O filme mostra a jornada intimista da filha de Humberto Teixeira, a atriz Denise Dumont, na tentativa de descobrir o homem que existia por trás da figura do compositor de Asa Branca. Seu papel é parecido com o do espectador que a cada entrevista vai descobrindo quem realmente era Humberto Teixeira. O filme evita maquiar o protagonista e não tem receio de mostrá-lo como a figura controversa que ele era. Aos poucos vamos percebendo que por trás da genialidade como compositor existia um pai e marido machista e conservador, que chegou ao ponto de proibir a filha de usar seu sobrenome na carreira de atriz, o que serviu de estopim para afastá-los e criar uma relação distante e superficial. Porém, cada encontro serve também para certificar o quanto Humberto era talentoso e dedicado à sua obra. Fica bem claro a dua importância para a carreira de Luiz Gonzaga e para a difusão do ritmo mundo afora, desenvolvendo um prazeroso passeio por um ainda pouco explorado Brasil, marcado pelo lirismo e poesia.
Os depoimentos de grandes personalidades da MPB como Gilberto Gil, Gal Costa, Caetano Veloso, Chico Buarque, Sivuca e Maria Bethânia, servem para dar ritmo à narrativa que em alguns momentos mostra-se arrastada, mas ganha grande projeção com a excussão das canções de Humberto nas vozes dos maiores artistas de nossa música. As imagens que se associam à trilha sonora são de beleza rara e de grande importância histórica. O diretor utiliza imagens de filmes da Atlântida e da Vera Cruz – dois dos maiores estúdios da época onde o baião por muito tempo foi o ritmo dominante, embalando as famosas chanchadas. Essas imagens mostram-se bem conectas e servem para situar melhor o espectador na narrativa e na ambientação de época. É preciso reconhecer o importante trabalho de resgate de Lírio Ferreira, que por meio de imagens raras costura uma experiência bastante prazerosa e esclarecedora.
Depois de tomarmos conhecimento da importância do ritmo no Brasil, somos surpreendidos por como o baião atingiu outros países conquistando simpatizantes mundo afora. Somos agraciados com as apresentações de gente do naipe de David Byrne, grande entusiasta da música popular brasileira que apresenta sua versão de Asa Branca em inglês, além de conceder uma rápida e esclarecedora entrevista. O público vai ficar surpreso com a apresentação de Paraíba Masculina cantada em japonês pela cantora Miho Hatori, uma verdadeira pérola. No cinema internacional a mais brasileira das portuguesas, Carmem Miranda, canta com alegria os versos da contagiante Baião. E é em meio a essa constelação de estrelas que o brilho de Humberto Teixeira ganha sua devida proporção e faz jus ao seu talento.
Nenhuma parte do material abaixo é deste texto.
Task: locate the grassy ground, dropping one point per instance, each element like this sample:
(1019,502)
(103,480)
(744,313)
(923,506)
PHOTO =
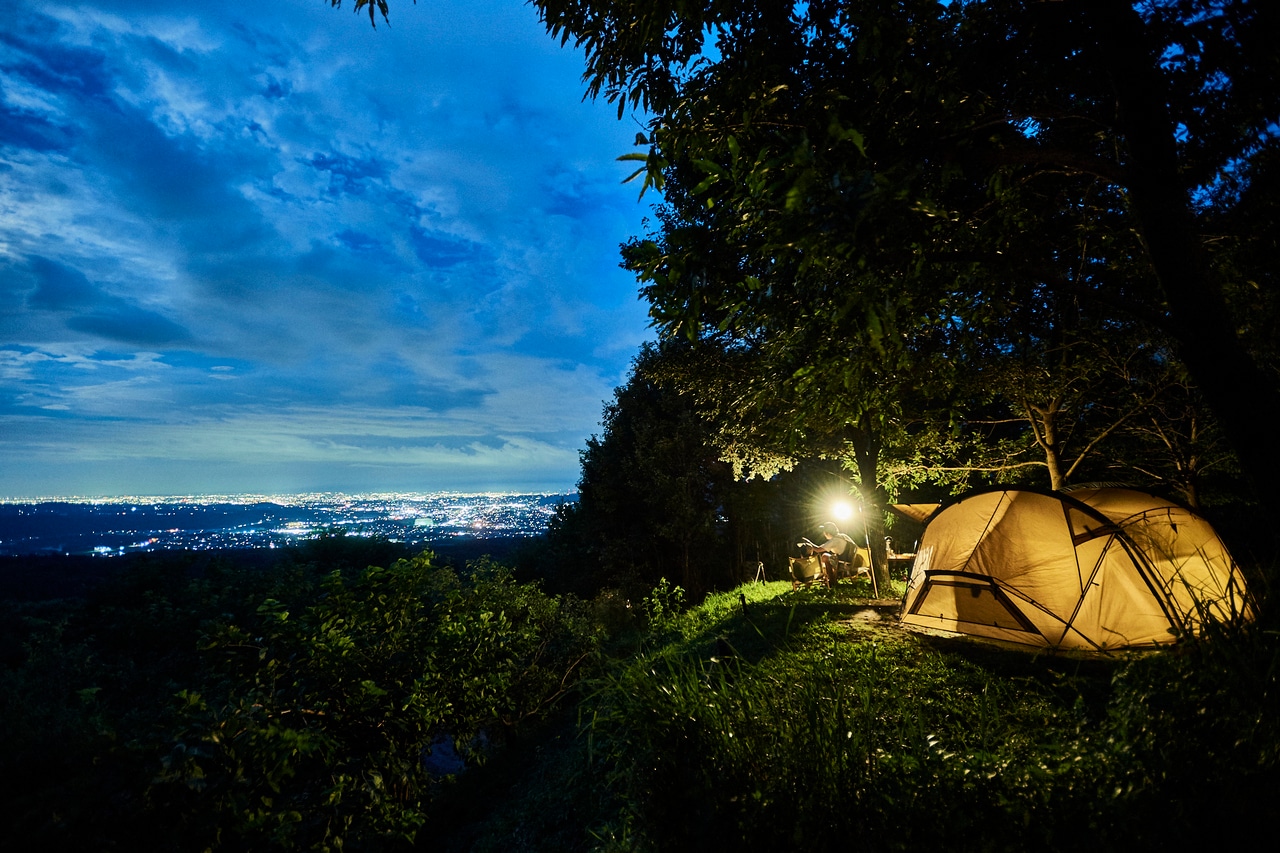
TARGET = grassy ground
(777,719)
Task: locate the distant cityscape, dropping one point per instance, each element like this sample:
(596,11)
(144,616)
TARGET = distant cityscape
(129,524)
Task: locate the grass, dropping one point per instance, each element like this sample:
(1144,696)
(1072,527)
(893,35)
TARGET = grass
(777,719)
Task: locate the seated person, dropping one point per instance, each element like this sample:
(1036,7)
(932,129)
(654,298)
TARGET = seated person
(833,548)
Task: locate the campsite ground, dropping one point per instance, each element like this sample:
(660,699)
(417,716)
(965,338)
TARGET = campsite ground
(777,719)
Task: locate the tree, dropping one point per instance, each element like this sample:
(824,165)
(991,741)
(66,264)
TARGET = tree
(895,136)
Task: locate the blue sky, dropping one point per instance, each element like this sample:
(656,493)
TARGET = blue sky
(264,247)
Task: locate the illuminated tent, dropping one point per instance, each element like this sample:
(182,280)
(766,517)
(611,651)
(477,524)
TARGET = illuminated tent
(1089,569)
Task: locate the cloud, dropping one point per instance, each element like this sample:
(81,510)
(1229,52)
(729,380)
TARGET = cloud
(225,222)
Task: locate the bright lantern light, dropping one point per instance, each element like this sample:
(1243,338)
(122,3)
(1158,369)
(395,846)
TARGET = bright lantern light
(841,510)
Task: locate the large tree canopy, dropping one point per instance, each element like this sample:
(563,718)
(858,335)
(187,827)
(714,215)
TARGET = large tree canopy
(849,149)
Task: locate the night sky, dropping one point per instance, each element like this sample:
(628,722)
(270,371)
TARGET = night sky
(264,247)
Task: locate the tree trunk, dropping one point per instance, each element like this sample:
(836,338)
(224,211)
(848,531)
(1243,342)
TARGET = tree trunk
(1233,384)
(867,447)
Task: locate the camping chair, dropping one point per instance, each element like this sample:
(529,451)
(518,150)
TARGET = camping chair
(805,570)
(856,562)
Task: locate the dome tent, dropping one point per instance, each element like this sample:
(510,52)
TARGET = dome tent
(1089,569)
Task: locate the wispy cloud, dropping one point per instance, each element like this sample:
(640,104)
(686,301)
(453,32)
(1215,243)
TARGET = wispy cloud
(275,243)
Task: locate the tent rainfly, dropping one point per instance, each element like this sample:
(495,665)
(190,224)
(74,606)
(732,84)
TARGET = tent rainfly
(1089,569)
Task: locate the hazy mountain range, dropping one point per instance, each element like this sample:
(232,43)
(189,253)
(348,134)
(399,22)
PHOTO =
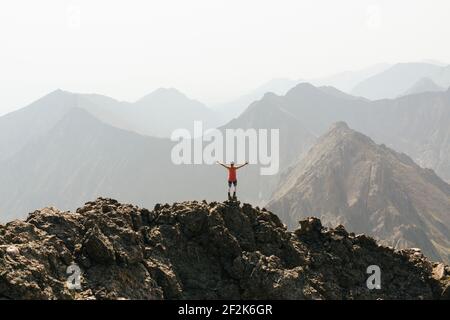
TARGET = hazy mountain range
(348,179)
(400,78)
(67,148)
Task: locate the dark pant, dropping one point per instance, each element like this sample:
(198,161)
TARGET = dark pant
(234,183)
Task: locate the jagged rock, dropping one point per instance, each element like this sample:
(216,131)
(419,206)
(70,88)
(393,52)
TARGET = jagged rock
(200,250)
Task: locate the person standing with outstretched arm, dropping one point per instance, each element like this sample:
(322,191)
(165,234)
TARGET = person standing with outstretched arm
(232,177)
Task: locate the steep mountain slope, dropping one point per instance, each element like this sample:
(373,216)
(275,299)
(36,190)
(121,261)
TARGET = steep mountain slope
(82,157)
(396,80)
(165,110)
(347,80)
(20,127)
(294,142)
(196,250)
(416,124)
(347,179)
(234,108)
(424,85)
(157,114)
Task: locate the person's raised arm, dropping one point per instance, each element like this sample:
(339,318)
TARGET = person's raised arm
(242,165)
(222,164)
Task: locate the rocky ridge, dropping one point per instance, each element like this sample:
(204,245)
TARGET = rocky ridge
(200,250)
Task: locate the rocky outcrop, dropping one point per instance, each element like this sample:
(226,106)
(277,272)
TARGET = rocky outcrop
(199,250)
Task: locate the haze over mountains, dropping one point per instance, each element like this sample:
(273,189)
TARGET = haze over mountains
(348,179)
(400,78)
(67,148)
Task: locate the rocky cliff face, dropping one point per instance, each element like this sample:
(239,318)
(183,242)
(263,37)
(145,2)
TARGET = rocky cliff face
(199,250)
(346,178)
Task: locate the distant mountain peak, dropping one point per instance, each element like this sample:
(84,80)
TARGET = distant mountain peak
(340,125)
(424,84)
(346,178)
(164,93)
O filme ainda entrega momentos de grande beleza com a sua consciente simplicidade, onde a câmera parece não existir e os diálogos fluem mais sinceros, oferecendo ao espectador momentos únicos como o relato de Denise sobre um dos últimos domingos que passou ao lado do pai. Ou as conversas de cunho íntimo que ela tem com a mãe, onde não poupa quem está vendo de vertentes não muito virtuosas do protagonista.
“Assum-preto o meu cantá/ É tão triste como o teu Também robaro o meu amô ai/ Qui era a luz dos óios meu”. (Luís Gonzaga/Humberto Teixeira)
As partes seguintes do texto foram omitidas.